Convictions and Crouse
The trial of Bob Crouse, a cancer patient charged with felony cultivation and distribution of marijuana, finally commenced Monday after many months of delay. The Colorado Springs native and MMJ cardholder says he uses the substance to treat side effects of his leukemia, and wound up on the wrong side of a paperwork snafu.
Though we didn't hear back from Crouse's public defender before press time, attending advocate Audrey Hatfield said the trial process was moving right along.
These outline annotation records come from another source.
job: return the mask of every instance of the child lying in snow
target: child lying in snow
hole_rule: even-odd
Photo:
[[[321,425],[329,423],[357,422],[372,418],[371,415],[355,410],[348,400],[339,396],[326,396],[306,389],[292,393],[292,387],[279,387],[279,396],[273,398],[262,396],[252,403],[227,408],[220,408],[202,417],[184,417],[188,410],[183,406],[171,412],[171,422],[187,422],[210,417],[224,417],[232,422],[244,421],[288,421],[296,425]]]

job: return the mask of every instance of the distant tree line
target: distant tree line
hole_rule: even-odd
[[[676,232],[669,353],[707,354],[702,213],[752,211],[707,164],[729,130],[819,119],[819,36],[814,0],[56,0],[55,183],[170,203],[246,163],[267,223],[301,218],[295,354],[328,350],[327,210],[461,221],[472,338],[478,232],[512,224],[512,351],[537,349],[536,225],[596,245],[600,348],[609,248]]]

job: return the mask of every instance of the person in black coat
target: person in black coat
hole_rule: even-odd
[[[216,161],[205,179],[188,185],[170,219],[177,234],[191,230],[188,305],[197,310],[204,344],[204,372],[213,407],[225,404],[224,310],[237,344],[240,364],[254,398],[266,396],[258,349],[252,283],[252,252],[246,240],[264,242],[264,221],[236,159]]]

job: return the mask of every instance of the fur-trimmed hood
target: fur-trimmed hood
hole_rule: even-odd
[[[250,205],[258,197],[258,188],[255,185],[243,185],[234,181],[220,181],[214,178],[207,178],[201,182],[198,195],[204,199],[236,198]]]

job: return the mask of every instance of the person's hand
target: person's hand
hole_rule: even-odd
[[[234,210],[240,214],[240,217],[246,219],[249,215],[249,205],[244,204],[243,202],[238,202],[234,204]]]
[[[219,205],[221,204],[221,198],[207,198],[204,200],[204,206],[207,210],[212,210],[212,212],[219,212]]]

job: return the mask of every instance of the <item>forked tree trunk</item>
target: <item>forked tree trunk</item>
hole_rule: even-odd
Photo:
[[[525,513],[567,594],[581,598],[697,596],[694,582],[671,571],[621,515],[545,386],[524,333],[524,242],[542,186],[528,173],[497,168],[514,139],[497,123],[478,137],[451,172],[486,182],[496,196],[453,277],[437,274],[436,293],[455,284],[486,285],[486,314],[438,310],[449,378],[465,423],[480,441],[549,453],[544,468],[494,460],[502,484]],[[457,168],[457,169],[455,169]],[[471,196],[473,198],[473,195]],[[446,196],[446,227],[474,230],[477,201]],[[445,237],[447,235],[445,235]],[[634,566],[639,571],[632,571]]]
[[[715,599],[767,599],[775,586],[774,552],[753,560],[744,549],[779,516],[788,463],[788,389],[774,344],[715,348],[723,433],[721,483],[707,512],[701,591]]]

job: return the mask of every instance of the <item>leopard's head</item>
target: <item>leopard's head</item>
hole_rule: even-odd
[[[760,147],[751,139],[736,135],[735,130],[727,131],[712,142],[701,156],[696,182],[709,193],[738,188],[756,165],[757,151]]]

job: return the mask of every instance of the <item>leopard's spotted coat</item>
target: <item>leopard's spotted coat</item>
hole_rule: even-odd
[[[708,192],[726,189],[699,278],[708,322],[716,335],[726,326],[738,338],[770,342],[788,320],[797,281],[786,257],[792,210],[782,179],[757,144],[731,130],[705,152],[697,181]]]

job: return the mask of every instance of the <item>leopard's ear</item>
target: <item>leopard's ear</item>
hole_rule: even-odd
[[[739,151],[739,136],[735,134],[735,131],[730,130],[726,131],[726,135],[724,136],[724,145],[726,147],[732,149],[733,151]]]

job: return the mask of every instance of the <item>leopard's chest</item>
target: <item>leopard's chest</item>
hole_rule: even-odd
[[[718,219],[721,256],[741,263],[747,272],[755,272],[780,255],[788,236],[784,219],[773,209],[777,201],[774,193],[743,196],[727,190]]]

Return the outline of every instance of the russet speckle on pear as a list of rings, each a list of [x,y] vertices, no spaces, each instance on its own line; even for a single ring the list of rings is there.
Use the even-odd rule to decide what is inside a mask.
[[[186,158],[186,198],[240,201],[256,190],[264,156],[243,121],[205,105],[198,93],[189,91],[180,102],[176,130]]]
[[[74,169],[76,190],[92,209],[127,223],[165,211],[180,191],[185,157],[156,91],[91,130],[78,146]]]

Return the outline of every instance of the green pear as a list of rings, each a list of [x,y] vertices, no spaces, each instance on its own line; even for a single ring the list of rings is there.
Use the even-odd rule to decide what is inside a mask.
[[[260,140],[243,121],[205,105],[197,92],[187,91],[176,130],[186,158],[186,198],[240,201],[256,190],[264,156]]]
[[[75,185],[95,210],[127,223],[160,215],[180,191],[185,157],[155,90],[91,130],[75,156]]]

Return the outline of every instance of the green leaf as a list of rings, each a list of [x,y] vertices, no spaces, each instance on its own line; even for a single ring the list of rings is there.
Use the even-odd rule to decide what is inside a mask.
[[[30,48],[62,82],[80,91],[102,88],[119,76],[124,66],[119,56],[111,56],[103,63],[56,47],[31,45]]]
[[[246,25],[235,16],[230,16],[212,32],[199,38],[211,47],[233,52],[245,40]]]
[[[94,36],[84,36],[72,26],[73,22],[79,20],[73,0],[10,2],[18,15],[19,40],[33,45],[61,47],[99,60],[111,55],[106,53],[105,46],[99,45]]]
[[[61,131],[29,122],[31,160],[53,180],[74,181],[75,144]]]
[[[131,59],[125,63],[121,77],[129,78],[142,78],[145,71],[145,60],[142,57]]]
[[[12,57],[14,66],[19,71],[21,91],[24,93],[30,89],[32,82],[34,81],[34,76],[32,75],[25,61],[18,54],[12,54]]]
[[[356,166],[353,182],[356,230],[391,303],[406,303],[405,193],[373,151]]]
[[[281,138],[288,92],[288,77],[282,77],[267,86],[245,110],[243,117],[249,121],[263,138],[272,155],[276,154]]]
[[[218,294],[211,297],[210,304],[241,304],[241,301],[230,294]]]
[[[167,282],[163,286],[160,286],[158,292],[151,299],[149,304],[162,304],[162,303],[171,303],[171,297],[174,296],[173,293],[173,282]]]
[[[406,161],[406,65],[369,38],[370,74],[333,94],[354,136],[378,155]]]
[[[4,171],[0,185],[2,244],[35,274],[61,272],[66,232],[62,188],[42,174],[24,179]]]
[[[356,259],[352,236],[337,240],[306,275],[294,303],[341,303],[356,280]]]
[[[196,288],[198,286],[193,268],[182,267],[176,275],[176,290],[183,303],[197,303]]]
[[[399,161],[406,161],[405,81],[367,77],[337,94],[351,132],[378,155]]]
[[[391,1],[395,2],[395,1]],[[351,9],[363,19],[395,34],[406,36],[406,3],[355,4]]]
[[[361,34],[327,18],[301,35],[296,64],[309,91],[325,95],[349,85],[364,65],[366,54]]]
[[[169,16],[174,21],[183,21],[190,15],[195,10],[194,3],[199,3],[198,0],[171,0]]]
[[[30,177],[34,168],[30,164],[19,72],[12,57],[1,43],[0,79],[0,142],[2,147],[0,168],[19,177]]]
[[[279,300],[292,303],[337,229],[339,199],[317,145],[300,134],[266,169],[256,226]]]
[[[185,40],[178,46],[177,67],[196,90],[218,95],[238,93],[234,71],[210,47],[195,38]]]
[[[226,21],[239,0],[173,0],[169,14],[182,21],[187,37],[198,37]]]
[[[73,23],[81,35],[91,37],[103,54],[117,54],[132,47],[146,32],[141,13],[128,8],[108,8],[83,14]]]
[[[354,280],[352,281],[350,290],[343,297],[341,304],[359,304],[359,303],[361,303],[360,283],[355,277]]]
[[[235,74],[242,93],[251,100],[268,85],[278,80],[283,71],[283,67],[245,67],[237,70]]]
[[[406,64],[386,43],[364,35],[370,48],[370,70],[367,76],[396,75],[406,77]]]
"You know, a lot of the jurors that were brought in, we were hoping they were gonna stay, because it seemed like they might be more supportive — just trying to judge by appearance," she says on Monday. "And all of those people were let go."
Hatfield is president of Coloradans 4 Cannabis Patient Rights, which has organized people in front of the courthouse to protest every step of Crouse's prosecution. With signs like "Dan May go away," and "Fed up with the D.A.," this has not gone unnoticed by the district attorney's office.
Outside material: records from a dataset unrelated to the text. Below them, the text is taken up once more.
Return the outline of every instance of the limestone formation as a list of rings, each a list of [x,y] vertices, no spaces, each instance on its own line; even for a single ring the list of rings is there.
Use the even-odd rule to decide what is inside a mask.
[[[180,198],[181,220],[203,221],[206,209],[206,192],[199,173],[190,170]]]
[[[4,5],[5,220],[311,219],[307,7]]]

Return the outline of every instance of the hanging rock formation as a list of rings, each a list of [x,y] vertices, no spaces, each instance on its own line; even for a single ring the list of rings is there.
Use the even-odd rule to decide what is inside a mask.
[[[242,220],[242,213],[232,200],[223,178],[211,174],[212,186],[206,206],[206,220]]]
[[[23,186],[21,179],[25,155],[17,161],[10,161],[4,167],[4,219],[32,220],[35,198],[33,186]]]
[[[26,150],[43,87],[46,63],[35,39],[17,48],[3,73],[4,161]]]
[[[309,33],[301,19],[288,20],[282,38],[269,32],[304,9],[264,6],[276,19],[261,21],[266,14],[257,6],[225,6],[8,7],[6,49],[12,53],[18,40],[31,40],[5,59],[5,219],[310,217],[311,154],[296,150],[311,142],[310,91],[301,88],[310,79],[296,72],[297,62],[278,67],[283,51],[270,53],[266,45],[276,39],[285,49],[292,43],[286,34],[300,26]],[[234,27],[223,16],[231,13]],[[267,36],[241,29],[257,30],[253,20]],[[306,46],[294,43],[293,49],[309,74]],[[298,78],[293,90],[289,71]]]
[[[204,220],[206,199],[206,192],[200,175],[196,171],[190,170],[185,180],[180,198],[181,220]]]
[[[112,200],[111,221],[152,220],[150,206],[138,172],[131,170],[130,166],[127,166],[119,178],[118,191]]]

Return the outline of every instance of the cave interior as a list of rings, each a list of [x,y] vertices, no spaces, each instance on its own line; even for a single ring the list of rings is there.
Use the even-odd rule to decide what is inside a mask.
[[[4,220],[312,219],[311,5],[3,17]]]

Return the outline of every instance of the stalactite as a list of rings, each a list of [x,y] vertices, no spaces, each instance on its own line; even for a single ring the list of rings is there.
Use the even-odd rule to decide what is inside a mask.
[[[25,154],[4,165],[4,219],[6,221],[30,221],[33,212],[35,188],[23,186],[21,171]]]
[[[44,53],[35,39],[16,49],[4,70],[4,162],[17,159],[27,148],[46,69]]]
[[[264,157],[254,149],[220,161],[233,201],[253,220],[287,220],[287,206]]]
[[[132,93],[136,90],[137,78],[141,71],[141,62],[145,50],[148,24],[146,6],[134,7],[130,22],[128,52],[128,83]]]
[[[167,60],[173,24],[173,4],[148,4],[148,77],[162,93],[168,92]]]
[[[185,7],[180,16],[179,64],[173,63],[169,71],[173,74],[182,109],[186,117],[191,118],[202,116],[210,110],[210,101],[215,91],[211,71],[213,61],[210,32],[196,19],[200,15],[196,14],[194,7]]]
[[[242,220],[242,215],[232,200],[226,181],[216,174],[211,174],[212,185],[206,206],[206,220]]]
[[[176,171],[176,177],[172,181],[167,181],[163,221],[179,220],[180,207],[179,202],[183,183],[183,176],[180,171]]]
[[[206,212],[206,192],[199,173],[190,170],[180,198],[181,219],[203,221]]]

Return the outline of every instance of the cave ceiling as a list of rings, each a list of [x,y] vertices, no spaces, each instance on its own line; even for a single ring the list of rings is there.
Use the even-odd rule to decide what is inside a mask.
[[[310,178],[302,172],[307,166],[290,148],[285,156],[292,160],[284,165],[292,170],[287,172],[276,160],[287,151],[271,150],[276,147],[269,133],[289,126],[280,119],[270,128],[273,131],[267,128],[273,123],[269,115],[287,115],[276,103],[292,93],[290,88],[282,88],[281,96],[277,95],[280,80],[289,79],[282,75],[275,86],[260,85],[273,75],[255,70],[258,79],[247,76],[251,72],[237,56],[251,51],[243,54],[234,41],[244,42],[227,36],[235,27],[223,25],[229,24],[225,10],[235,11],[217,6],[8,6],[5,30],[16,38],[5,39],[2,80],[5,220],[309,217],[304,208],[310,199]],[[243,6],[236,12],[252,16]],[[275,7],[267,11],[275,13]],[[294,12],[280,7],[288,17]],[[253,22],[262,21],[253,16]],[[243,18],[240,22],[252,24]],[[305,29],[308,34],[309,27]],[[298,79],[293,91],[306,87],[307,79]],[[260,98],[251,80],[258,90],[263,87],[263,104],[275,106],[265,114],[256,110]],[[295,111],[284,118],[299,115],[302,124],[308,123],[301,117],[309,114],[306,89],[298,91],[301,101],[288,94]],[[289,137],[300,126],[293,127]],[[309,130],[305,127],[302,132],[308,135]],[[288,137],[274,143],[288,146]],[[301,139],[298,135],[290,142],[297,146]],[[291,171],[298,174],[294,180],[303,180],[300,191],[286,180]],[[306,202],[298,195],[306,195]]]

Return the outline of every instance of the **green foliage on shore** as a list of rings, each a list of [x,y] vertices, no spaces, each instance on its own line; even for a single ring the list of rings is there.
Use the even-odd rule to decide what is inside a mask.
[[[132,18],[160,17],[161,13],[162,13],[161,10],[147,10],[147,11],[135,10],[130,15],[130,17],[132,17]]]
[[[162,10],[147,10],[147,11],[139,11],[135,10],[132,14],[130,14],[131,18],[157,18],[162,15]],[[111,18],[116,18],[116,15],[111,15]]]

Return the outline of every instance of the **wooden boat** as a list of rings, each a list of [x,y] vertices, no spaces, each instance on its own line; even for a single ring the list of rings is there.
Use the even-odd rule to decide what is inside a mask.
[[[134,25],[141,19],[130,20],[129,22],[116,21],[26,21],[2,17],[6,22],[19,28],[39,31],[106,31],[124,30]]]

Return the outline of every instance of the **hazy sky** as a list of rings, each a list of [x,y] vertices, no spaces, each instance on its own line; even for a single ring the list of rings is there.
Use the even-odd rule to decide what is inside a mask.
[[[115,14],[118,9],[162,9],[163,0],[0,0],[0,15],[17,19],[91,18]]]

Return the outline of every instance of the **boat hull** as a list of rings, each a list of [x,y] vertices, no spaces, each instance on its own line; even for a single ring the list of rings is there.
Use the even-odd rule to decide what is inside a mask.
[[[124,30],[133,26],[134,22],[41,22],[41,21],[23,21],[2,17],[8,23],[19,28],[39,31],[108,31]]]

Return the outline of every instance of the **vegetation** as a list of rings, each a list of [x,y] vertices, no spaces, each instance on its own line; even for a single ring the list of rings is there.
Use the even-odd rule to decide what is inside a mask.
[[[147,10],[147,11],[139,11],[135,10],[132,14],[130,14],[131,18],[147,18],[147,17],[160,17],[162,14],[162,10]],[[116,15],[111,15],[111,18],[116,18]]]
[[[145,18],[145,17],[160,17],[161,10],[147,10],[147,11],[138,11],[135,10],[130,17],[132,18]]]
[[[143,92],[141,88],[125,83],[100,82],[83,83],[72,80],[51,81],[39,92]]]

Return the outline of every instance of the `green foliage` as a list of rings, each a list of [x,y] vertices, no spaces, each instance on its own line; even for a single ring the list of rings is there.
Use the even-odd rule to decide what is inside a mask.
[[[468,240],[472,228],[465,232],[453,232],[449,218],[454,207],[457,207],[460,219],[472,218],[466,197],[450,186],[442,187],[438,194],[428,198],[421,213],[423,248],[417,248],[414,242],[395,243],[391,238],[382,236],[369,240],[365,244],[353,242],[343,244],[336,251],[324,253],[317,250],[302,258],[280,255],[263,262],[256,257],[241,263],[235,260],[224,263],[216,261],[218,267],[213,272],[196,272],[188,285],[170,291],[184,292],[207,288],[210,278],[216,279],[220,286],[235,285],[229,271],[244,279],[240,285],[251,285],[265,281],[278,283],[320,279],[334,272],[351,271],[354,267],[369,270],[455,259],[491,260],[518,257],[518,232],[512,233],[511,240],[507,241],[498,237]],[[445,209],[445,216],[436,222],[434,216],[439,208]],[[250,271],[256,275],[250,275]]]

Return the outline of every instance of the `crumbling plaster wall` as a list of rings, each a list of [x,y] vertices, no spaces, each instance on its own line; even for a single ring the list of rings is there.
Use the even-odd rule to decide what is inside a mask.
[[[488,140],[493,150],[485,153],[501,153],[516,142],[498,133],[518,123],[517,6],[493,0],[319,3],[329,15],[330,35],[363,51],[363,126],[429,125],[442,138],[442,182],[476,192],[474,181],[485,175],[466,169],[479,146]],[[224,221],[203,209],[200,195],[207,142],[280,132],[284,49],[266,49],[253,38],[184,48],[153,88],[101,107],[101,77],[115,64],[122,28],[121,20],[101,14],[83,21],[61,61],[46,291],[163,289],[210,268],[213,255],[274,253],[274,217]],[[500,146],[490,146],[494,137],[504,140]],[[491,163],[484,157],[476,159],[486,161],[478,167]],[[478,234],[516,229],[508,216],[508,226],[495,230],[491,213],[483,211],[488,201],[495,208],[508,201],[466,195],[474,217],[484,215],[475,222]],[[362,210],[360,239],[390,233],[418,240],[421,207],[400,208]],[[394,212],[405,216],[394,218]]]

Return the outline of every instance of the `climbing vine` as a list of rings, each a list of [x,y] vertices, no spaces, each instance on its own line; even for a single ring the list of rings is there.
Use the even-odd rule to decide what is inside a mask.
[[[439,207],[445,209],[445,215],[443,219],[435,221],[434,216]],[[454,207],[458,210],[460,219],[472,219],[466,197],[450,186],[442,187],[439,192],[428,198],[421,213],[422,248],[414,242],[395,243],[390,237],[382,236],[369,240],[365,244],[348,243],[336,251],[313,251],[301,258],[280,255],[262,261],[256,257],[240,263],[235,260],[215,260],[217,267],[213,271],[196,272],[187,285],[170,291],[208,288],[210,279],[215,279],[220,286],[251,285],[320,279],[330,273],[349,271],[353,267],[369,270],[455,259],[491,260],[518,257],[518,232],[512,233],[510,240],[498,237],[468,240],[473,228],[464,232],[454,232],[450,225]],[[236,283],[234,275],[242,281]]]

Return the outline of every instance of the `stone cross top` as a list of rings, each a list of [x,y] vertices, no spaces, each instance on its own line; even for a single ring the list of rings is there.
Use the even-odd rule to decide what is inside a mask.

"Once again the prosecution was complaining about our being out there protesting," says Hatfield. "And the judge told her, 'Well, it's their right to peacefully assemble, and I'm not going to stop that.' So, again she had complaints about any buttons, or pot shirts. But he said, 'Well, I can't really stop people from what they wear.' 'Well, it's gonna influence the jury.'
During the trial, Indispensary (indispensary.com) is offering a BOGO gram for anybody with a picture with Crouse at a protest; C4CPR is meeting outside the county courthouse at 8 a.m. every day of the trial.
Though we haven't heard of a centralized response to the Waldo Canyon fire from the local medical marijuana community, individual centers are taking action.
Briargate Wellness Center (890 Dublin Blvd., briargatewellnesscenter.com) posted a message to its Facebook page, saying it was donating 10 percent of Monday's proceeds to the firefighters, and anyone bringing a non-perishable food item this week gets a house joint for 1 cent with any other purchase. Amendment 20 Caregivers (2727 Palmer Park Blvd., amendment20cos.com) donated almost $200 worth of dog food to the Humane Society of the Pikes Peak Region, says owner Tanya Garduno, and is attempting to organize help for affected centers like Eagle's Nest Wellness Center in Cascade.
At 7 p.m., Thursday, June 28, the Colorado Springs Medical Cannabis Council (csmcc-net.org) will host George Thomson, senior director of enforcement with the Department of Revenue, at the Warehouse Restaurant and Gallery (25 W. Cimarron St.). Thomson will speak about the July 1 moratorium lift on opening new MMJ centers; tickets are $10.